FISCAL FEDERALISM: THE NUMBERS THAT MATTER
Nigeria operates a highly centralised fiscal system. Empirical data from revenue allocation patterns consistently show that:
- the Federal Government retains over 50% of federally collected revenue;
- states collectively share roughly 26–27%;
- local governments receive about 20–21%, subject to state joint accounts.
In addition, federally driven capital expenditure—rail projects, highways, ports, power transmission, and social investment programmes—constitutes a significant portion of visible development in many regions. Political economy therefore teaches that regions with strong alignment and negotiation capacity at the centre are better positioned to attract projects, appointments, and policy attention.
WHY ALIGNING WITH BOLA TINUBU’S MANDATE MATTERS
The administration of President Bola Tinubu is rooted in coalition-building, market-oriented reforms, and infrastructure-led growth. Tinubu’s record in Lagos demonstrates how deliberate partnerships between government and private enterprise can expand internally generated revenue, attract investment, and scale public infrastructure.

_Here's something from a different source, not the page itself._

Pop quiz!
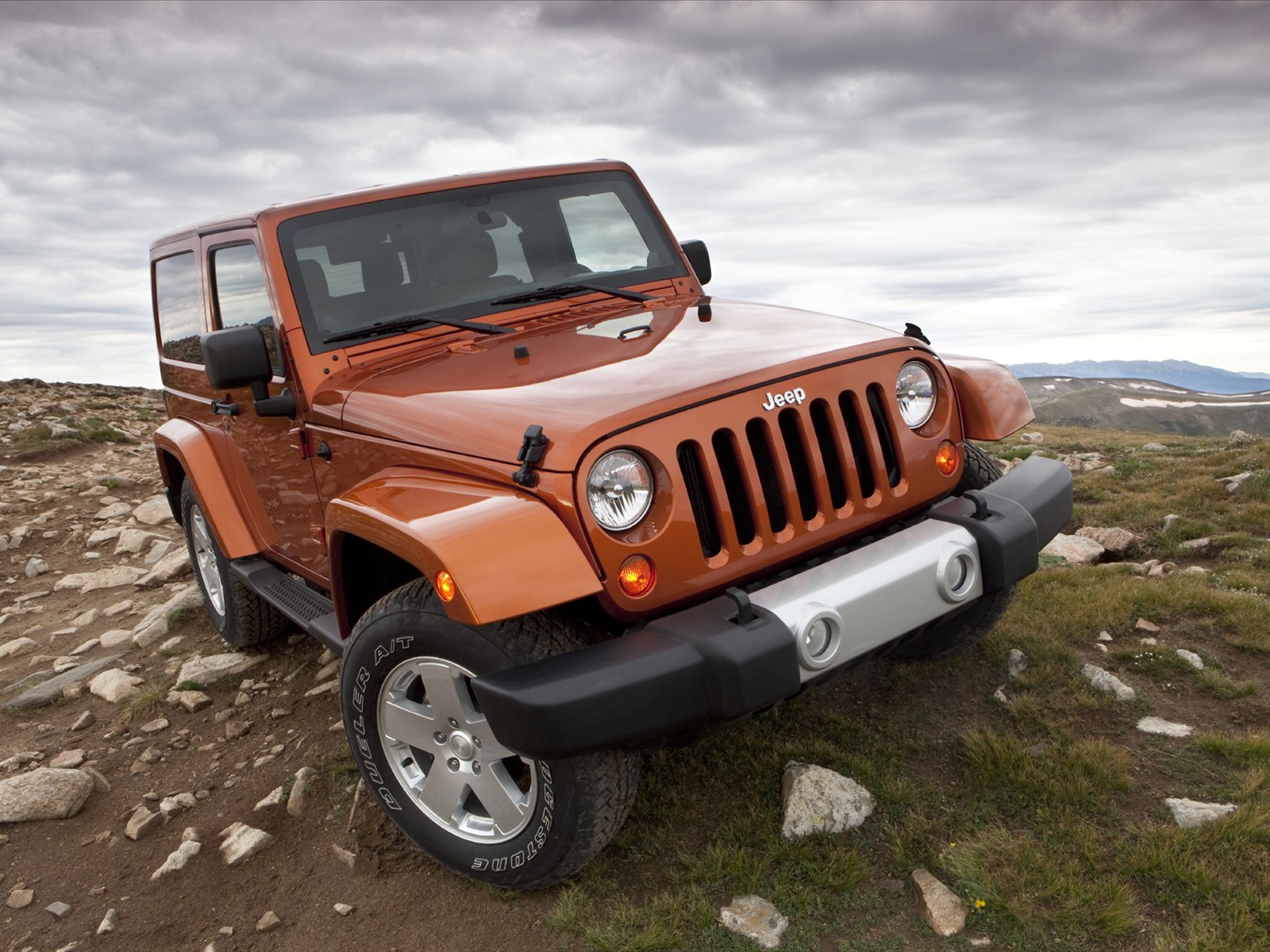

For the South-East, aligning with this mandate presents clear strategic benefits:
Enhanced access to federal decision-making, improving bargaining strength under Sections 5 and 147 of the Constitution;
- Greater likelihood of infrastructural inclusion, particularly in transport, energy, and logistics;
- Synergy with private-sector actors, many of whom already drive the South-East economy;
- Reduction of political isolation, replacing arguable “marginality” with negotiated inclusion.
Alignment here does not imply ideological surrender. Rather, it reflects a realistic appreciation of Nigeria’s power structure.
CONCLUSION
The City Boy Movement represents a political reawakening anchored in economic realism and constitutional awareness. Backed by individuals who have already invested materially in the South-East, it challenges the region to engage Nigeria’s political economy as it exists—not as it is wished to be.
In a federation where resources are negotiated through power and presence, the South-East stands to gain by purposeful alignment with the centre. The City Boy Movement’s message is clear: development follows strategy, inclusion, and engagement—not isolation.
This write-up therefore stands as a clarion call to the South-East to act with foresight and strategic wisdom. It urges Ndi Igbo to follow those who understand the road—those who have mastered the pathways of enterprise, negotiation, and influence within Nigeria’s constitutional framework. In a time that demands pragmatic leadership and calculated alignment, the region must choose progress over sentiment and strategy over isolation.
The moment calls not for division, but for deliberate engagement with those who have demonstrated capacity to create wealth, build networks, and open doors of opportunity.
The path to greater inclusion and prosperity lies in following those who truly know the road.
KINS EKEBUIKE (Esq); Ph.D
Dr Kins Ekebuike is an Abuja based Political Scientist, Lawyer and Public Affairs Analyst and Founder, Veraamoris Foundation (a foundation committed to promoting/extolling good governance, leadership, accountability, outstanding performance and justice.